Hollywood's Men Are Mostly Where the Action Is
Sunday, March 15, 2009
Want to be a big deal in the movie industry? There's one sure-fire way to increase your chances: Be born male.
According to 157 film-industry professionals surveyed recently by Forbes magazine, actors are far more reliable than actresses when it comes to the one measure Hollywood values most: money. The publication set out to determine the most "bankable" actors and actresses in Hollywood -- that is, who's perceived to be best at attracting money to a project, who sells tickets once a picture is released, and who keeps the cash rolling in afterward from DVDs and the like. The magazine asked film people to rank some 1,400 actors and actresses on their moneymaking power.
The result: Men vastly outnumbered and outranked women by a wide margin. Only four actresses (Angelina Jolie, tied for No. 2; Julia Roberts, No. 11; Meryl Streep, No. 16; and Nicole Kidman, No. 22) ranked among the 30 most bankable. Just 28 women were among the top 100, and only 185 were in the top 500 (for the record, the Hollywood suits rated Will Smith as the most bankable of all).
All told, male stars were almost twice as likely to be considered bankable by film-industry types as their female counterparts.
It's tempting to dismiss this result as another example of Hollywood sexism. That is, since men run the movie business, it's no surprise that movies reflect the tastes and preferences of men. But it's not really that simple. Since Hollywood is also a business that is acutely sensitive to the whims and shifting desires of its customers, sexism couldn't pay without the audiences' complicity.
As it happens, the survey says a few things about the movie business but a lot more about moviegoers.
The first thing to consider is how Hollywood has changed since the days when Bette Davis, Joan Crawford and Shirley Temple were the most popular stars on the studio lot. Back then, says Patricia Aufderheide, a communications professor at American University who studies film, the studios cranked out lots of inexpensive movies primarily for domestic consumption, featuring stables of contract players. But since the 1960s and '70s, the studios have evolved into financiers and marketers of films that earn most of their money abroad. This has radically altered the kinds of movies that get made, and who stars in them, she says.
Because the most reliable cross-border films are big-budget action movies -- car chases, shoot-'em-ups and explosions speak pretty much the same language in Dubai as in Dubuque -- men have a built-in advantage for these heroic leading roles, she points out. Thus, the male-centric action genre all but guarantees full employment for the likes of stars like Smith, Denzel Washington, Matt Damon and Tom Cruise.
The only actress who has consistently broken into this men's club is Jolie, points out Anne Thompson, a film blogger and the former editor of the movie magazine Premiere. In hit movies like "Lara Croft: Tomb Raider," "Mr. & Mrs. Smith" and the recent "Wanted," audiences have accepted Jolie as a gun-toting, butt-kicking spitfire -- a track record no other actress in history can claim, she says.

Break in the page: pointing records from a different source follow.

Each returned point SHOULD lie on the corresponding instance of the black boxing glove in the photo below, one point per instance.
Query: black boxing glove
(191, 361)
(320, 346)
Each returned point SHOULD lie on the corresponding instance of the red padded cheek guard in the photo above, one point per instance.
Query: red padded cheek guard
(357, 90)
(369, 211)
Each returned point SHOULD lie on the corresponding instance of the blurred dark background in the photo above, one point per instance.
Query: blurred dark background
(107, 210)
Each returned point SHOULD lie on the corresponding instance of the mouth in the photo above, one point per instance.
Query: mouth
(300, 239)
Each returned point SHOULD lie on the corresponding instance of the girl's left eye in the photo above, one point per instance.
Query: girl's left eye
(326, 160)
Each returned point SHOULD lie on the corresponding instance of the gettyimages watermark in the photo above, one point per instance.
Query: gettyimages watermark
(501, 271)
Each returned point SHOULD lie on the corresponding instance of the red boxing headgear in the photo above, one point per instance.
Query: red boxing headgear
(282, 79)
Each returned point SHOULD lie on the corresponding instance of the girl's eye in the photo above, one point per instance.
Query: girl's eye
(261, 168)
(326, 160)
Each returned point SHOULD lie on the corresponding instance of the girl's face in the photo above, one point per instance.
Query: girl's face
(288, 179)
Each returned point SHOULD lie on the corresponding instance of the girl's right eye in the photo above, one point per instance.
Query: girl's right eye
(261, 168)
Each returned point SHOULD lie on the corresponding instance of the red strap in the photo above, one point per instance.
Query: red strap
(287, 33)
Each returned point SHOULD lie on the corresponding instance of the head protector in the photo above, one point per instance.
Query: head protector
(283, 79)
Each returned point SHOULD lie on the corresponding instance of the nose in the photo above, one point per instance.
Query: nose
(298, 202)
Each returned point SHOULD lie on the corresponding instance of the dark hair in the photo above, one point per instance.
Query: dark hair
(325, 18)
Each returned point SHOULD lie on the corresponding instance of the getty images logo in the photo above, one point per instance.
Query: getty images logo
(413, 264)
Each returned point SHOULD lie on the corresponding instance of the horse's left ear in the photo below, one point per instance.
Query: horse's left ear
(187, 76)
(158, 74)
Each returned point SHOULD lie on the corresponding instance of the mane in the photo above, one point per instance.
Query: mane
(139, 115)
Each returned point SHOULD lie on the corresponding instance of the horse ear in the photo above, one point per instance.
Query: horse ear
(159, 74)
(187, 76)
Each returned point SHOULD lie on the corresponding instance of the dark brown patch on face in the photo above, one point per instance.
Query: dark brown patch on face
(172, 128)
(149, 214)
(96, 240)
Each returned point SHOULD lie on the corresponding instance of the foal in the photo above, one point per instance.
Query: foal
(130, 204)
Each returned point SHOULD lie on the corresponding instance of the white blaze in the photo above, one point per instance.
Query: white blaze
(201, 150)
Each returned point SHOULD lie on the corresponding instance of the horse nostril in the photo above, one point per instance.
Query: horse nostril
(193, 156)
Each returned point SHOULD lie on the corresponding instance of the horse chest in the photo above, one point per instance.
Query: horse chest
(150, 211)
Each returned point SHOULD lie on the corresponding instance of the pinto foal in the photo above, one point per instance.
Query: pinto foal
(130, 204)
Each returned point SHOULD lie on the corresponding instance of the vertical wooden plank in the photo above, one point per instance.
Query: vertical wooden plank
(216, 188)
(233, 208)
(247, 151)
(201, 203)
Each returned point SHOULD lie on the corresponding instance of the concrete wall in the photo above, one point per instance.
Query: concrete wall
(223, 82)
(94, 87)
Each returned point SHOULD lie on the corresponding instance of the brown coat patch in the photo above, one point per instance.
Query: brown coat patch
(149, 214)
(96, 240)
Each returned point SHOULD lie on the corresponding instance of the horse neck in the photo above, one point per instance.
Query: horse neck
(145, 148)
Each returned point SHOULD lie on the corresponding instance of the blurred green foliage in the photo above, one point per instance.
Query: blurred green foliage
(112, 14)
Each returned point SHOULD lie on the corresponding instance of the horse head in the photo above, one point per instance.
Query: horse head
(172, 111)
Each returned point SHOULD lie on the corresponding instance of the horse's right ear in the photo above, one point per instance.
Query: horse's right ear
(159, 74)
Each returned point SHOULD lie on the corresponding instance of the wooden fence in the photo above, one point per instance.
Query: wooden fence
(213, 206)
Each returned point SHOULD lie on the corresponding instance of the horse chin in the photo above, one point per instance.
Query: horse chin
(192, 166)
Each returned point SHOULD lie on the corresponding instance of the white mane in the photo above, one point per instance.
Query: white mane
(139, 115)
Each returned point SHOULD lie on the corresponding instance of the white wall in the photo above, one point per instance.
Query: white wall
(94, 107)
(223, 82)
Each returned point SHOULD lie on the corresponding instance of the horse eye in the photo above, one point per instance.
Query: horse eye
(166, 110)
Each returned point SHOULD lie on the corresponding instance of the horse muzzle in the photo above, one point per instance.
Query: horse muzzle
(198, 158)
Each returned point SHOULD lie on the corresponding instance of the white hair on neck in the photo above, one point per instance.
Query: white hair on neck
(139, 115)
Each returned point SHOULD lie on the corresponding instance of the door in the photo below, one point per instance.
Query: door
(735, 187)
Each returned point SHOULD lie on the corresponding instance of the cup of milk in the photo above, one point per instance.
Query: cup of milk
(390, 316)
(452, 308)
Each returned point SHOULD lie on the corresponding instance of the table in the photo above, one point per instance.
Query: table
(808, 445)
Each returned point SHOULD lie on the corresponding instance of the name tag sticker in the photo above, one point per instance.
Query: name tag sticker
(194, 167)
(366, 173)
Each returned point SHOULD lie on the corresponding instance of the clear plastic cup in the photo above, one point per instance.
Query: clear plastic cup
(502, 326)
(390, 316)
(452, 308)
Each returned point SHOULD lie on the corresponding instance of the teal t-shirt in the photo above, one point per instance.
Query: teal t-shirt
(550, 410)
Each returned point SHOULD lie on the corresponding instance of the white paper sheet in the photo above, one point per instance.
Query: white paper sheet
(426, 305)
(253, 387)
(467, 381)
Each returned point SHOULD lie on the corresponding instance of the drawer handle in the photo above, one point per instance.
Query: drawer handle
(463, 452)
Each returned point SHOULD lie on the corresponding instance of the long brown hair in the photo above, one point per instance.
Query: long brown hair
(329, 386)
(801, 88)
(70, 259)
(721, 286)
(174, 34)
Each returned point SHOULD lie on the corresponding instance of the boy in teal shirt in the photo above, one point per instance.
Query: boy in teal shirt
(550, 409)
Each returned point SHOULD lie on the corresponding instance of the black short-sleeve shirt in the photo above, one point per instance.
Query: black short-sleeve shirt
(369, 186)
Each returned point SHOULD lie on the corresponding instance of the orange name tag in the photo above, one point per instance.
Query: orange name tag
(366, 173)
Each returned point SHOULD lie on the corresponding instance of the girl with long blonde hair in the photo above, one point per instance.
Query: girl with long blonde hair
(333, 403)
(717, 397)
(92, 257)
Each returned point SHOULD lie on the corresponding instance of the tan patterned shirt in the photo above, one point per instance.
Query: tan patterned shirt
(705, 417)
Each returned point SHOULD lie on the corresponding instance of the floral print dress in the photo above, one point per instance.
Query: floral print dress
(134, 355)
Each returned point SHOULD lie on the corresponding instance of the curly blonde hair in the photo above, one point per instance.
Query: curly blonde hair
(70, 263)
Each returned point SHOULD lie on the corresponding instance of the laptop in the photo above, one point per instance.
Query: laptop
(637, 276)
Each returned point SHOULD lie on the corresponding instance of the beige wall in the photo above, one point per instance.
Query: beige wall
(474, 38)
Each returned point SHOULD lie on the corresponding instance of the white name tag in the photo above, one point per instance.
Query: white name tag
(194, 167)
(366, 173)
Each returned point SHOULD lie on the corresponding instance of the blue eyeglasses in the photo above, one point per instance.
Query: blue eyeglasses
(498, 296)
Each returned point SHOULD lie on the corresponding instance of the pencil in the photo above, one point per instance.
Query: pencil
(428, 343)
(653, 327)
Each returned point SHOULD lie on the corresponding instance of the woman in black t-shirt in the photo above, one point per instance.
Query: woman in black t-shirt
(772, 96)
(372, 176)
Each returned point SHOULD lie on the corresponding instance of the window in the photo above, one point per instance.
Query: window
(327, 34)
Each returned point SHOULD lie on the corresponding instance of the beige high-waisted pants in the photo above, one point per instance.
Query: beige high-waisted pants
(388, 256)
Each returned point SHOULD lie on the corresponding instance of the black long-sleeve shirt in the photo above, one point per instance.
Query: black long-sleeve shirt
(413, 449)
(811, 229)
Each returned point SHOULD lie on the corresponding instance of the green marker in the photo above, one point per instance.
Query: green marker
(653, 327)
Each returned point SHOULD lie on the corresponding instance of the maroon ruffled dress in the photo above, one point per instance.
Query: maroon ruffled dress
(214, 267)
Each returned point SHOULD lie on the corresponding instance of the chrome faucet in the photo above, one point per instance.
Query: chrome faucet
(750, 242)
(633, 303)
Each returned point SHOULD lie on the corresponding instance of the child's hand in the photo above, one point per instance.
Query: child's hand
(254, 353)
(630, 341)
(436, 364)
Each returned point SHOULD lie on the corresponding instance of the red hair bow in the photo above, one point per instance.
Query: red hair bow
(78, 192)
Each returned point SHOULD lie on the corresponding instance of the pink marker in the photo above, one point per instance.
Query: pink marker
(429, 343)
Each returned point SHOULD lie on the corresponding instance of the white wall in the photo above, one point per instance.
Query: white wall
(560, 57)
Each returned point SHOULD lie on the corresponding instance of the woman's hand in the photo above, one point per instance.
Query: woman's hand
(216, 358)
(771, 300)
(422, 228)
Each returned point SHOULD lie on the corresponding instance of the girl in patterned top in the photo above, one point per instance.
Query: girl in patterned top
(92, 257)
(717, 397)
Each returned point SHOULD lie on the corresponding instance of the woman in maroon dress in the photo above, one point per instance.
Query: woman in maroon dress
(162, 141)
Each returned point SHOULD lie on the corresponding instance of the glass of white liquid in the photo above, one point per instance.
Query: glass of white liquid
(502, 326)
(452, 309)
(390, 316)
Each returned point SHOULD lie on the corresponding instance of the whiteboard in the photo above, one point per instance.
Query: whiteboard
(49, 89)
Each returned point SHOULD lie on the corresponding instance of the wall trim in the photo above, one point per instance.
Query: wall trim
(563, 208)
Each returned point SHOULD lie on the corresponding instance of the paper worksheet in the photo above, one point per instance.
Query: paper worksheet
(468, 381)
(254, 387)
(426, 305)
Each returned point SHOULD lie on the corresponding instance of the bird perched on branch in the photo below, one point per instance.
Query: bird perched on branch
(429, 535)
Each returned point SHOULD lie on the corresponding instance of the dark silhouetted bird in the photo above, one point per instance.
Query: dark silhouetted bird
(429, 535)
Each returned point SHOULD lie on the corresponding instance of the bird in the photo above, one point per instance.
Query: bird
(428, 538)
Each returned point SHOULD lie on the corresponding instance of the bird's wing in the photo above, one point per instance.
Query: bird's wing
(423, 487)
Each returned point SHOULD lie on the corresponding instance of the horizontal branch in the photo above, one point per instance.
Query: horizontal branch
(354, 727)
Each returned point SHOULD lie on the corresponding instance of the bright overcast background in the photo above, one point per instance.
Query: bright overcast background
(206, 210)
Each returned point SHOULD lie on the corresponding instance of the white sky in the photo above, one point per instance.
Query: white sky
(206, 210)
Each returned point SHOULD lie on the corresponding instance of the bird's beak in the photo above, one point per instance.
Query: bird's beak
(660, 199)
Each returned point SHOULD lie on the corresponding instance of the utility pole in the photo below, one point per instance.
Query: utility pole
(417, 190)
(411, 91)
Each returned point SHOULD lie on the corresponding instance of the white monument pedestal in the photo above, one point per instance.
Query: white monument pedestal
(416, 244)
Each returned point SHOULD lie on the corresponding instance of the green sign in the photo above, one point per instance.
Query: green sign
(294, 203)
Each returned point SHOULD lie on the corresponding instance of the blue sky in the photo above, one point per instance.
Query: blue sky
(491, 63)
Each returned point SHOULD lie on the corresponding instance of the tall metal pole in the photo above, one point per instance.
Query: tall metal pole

A few women -- Sigourney Weaver in the "Alien" films, for example -- have occasionally pulled this off, but only when the plots call for them to protect a child. Jolie, on the other hand, isn't dependent on this story device. "I don't think the culture was ready for this before," Thompson says of Jolie's action-heroine status. "It wasn't able to accept women with guns."
But this raises a question: Since not every film is an action pic, wouldn't women be as important, as "bankable," as men in other kinds of movies, such as romantic comedies? Don't women, more so than men, flock to movies like "Sex and the City" and "Mamma Mia!"?
Yes, but the market for these films is far more limited than comic-book blockbusters like "The Dark Knight" and "Iron Man." Romantic comedies tend not to open with the same box-office numbers as the latest action, sci-fi or horror movie, and don't play as well outside the U.S. market. Romantic comedies also carry a dreaded label: "chick flick."